The report estimates that, overall, biopharmaceutical companies spend $1.2 billion annually on infrastructure technology: in other words, “the tools, methods, and data that enable or support R&D, products, and services”. So, for example, infrastructure encompasses activities and kit ranging from calibration of lab instruments to advanced software.
R&D accounts for most of the infrastructure investment: $884 million per year. Gene expression systems and biomarkers together account for over half of the R&D total: 30% and 24% respectively. Bio-imaging and informatics account for 15% and 22% respectively.
The study suggests that improvements to this infrastructure, such as better standardisation of data collection and analysis, could save between 25% and 48% of R&D expenses for each new biopharmaceutical approved by the FDA. Better technical infrastructure could also reduce average development time per approved drug by 20% from 122 months to 98 months.
Increasing approval probability
Furthermore, such improvements potentially increase the probability of FDA approval for the average investigational new drug from 30.2% to 40.0% or 45.0% under conservative and optimistic assumptions respectively, the study calculates.
Biopharmaceutical companies also invest $335 million in the infrastructure for post-marketing surveillance and commercial manufacturing, which account for 52% and 48% respectively of that sum. Post-marketing surveillance and commercial manufacturing cost $656,000 and $613,000 per approved drug respectively.
The report suggests that industry could cut its manufacturing costs by 23% through, for example, lowering ongoing manufacturing costs, improving manufacturing tolerances and making post-marketing surveillance more efficient and responsive. For example, improved infrastructure could reduce pre-production and downstream processing costs by 29% and 22% respectively.

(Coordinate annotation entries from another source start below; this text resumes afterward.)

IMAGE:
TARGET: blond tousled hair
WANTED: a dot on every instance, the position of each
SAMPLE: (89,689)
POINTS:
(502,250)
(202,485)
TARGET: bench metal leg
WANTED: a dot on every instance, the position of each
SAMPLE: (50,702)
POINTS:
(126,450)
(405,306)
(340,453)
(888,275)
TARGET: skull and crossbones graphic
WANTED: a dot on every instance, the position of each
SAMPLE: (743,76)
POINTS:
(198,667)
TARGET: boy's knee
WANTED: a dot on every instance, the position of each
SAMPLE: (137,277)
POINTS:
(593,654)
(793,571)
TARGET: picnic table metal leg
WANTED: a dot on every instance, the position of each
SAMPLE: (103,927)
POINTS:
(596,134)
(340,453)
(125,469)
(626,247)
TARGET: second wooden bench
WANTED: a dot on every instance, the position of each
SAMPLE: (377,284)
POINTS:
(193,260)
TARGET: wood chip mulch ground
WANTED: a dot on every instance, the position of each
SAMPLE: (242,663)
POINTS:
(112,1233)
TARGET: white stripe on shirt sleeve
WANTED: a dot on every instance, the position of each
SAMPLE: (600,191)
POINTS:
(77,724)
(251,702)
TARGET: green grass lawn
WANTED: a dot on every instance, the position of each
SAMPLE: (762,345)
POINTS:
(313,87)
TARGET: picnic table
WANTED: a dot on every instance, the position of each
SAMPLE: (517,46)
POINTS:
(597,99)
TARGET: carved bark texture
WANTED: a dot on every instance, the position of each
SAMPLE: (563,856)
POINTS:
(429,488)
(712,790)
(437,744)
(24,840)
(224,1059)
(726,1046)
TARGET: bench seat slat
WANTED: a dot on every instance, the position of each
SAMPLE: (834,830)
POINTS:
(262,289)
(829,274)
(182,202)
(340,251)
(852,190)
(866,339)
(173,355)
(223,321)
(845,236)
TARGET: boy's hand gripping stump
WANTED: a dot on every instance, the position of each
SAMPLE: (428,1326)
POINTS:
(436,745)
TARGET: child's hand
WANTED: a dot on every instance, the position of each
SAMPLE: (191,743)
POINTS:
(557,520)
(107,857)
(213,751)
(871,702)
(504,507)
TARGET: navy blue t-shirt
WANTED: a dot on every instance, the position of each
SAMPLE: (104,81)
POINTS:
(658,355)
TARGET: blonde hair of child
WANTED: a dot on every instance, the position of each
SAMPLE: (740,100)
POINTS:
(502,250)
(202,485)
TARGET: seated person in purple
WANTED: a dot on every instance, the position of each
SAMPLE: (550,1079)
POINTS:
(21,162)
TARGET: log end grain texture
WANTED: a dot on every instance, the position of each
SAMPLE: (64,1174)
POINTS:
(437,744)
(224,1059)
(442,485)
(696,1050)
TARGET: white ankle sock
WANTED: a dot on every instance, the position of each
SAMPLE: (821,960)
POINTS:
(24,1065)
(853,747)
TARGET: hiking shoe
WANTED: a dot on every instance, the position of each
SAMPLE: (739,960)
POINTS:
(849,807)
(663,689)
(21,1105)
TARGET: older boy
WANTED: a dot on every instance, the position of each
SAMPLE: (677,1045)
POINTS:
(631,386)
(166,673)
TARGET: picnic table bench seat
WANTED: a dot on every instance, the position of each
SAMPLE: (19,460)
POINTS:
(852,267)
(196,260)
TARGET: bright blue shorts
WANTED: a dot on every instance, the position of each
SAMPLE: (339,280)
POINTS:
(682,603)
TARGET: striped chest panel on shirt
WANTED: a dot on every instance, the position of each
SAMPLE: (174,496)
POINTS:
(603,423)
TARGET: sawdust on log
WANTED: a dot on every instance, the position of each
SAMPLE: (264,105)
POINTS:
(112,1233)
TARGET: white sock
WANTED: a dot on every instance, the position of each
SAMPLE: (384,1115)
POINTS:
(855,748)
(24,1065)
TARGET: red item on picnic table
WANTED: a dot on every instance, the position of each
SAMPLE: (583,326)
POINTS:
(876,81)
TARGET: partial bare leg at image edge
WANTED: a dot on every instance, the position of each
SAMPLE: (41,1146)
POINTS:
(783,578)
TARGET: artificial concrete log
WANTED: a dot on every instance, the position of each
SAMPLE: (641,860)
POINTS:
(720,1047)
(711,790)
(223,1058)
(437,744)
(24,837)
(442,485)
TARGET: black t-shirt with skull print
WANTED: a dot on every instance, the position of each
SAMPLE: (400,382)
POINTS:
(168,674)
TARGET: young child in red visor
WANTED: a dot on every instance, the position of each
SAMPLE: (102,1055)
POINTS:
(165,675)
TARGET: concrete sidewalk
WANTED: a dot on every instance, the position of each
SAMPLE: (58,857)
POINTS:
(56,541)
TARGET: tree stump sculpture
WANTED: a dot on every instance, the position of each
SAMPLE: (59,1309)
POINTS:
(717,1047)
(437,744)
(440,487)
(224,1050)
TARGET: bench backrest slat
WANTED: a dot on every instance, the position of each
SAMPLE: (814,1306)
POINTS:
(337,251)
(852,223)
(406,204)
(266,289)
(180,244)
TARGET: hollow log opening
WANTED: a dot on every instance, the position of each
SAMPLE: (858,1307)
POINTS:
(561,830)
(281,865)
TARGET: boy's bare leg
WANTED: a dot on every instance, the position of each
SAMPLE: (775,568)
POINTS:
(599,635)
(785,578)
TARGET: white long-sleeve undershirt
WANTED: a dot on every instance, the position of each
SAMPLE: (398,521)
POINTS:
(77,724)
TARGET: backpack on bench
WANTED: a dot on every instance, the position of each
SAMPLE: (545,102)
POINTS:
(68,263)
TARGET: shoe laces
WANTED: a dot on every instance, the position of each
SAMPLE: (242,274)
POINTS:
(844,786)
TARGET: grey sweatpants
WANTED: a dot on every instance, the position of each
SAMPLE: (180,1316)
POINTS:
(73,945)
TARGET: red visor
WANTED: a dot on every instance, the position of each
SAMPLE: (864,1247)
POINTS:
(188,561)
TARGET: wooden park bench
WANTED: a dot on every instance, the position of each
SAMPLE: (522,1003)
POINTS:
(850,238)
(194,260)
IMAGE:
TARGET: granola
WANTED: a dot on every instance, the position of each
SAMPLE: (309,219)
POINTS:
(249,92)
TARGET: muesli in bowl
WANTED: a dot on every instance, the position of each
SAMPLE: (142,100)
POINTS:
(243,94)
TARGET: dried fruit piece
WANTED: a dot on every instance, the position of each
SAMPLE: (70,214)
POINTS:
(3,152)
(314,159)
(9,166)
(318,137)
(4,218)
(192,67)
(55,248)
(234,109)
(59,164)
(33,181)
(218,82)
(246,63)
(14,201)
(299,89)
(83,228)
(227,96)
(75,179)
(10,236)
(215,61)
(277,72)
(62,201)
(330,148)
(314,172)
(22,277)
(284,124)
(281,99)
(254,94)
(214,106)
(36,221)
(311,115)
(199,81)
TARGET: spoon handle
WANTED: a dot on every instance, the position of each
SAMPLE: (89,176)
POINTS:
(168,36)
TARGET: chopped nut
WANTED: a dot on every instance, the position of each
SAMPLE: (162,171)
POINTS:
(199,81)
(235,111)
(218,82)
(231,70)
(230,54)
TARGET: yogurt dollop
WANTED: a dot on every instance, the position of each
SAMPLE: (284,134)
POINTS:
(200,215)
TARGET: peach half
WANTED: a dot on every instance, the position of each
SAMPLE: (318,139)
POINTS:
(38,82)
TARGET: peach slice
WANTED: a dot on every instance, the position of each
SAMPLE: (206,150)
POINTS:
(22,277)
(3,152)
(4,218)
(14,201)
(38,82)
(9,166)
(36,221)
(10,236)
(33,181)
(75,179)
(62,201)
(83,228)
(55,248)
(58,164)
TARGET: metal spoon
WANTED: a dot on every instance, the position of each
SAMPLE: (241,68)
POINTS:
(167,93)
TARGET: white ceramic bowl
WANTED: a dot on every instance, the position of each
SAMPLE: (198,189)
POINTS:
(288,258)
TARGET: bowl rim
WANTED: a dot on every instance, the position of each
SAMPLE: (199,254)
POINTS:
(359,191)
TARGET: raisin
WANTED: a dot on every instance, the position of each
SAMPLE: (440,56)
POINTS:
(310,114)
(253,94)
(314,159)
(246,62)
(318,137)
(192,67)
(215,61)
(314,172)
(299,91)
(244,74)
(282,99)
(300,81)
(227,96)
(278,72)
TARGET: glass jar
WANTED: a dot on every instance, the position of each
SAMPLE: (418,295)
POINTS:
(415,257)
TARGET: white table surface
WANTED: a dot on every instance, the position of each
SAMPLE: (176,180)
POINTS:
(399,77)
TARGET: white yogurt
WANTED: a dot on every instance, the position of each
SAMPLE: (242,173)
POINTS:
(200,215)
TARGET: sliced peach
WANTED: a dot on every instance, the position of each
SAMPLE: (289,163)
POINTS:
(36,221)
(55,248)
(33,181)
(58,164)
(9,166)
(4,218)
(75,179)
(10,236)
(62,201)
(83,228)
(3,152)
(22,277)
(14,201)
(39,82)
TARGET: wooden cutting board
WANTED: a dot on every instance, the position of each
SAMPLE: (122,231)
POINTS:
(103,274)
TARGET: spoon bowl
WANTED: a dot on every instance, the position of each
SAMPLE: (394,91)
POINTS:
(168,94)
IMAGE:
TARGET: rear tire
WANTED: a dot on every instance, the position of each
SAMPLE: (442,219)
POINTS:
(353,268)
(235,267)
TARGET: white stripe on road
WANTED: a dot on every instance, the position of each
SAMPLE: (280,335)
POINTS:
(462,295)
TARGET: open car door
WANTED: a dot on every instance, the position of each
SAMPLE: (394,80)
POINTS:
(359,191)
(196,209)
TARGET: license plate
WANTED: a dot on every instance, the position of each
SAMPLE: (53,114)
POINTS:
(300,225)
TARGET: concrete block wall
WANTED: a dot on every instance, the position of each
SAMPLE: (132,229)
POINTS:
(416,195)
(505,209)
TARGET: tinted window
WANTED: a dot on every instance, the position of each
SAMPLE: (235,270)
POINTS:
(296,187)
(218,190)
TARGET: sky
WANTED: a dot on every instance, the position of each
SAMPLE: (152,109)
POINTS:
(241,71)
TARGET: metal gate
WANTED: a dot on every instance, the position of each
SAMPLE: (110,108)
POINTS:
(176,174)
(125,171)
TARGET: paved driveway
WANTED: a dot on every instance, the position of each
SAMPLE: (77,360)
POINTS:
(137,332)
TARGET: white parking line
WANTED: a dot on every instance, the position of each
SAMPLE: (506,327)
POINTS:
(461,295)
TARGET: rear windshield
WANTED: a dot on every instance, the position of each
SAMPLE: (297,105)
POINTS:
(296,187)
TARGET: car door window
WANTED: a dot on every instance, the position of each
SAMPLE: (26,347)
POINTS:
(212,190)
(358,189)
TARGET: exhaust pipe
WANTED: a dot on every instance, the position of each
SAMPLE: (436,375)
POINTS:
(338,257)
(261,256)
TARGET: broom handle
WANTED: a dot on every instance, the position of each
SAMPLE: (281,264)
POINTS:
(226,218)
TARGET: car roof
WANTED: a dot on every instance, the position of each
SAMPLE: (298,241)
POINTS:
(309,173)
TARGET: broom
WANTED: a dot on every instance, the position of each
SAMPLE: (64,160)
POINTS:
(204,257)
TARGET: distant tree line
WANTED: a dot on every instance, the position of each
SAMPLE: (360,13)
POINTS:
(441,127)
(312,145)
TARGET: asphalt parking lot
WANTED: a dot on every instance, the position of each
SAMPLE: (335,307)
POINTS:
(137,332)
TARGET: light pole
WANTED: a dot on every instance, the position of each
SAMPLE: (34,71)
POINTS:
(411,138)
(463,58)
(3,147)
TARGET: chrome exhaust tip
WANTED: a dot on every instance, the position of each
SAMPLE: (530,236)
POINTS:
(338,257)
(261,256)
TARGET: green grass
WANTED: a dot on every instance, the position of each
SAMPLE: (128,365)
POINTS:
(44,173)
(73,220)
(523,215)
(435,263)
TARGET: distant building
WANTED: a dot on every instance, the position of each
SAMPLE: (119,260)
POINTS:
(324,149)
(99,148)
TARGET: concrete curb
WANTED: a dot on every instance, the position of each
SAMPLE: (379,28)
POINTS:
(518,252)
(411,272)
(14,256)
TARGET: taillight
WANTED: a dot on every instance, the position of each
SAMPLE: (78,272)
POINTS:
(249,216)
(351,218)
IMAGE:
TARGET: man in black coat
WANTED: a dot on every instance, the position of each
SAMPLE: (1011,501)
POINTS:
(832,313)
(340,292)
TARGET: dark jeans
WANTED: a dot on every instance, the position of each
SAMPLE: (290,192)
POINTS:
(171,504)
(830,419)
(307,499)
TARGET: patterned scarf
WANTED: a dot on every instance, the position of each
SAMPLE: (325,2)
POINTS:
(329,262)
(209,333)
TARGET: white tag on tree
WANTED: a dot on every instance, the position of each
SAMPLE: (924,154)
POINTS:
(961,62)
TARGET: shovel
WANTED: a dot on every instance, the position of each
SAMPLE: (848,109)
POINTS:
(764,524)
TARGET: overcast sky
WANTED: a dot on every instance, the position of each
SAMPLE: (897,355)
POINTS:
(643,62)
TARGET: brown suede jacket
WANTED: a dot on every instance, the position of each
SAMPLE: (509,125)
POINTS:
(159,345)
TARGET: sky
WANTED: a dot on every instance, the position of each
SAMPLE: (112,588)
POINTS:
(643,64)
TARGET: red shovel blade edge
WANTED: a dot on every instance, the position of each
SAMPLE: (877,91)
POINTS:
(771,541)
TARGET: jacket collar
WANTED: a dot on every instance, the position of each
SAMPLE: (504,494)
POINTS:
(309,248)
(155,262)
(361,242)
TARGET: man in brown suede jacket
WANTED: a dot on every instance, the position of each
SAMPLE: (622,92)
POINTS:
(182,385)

“The broader biopharmaceutical and biotechnology industry would benefit from greater efficiency and effectiveness with a nationally co-ordinated standardisation effort supported by an independent research organisation with proven technical expertise, technology transfer abilities and access to financial and technical resources,” the report concludes. “The ultimate beneficiaries are patients, who gain access to a broader array of novel therapies where development is supported by an effective technology infrastructure.”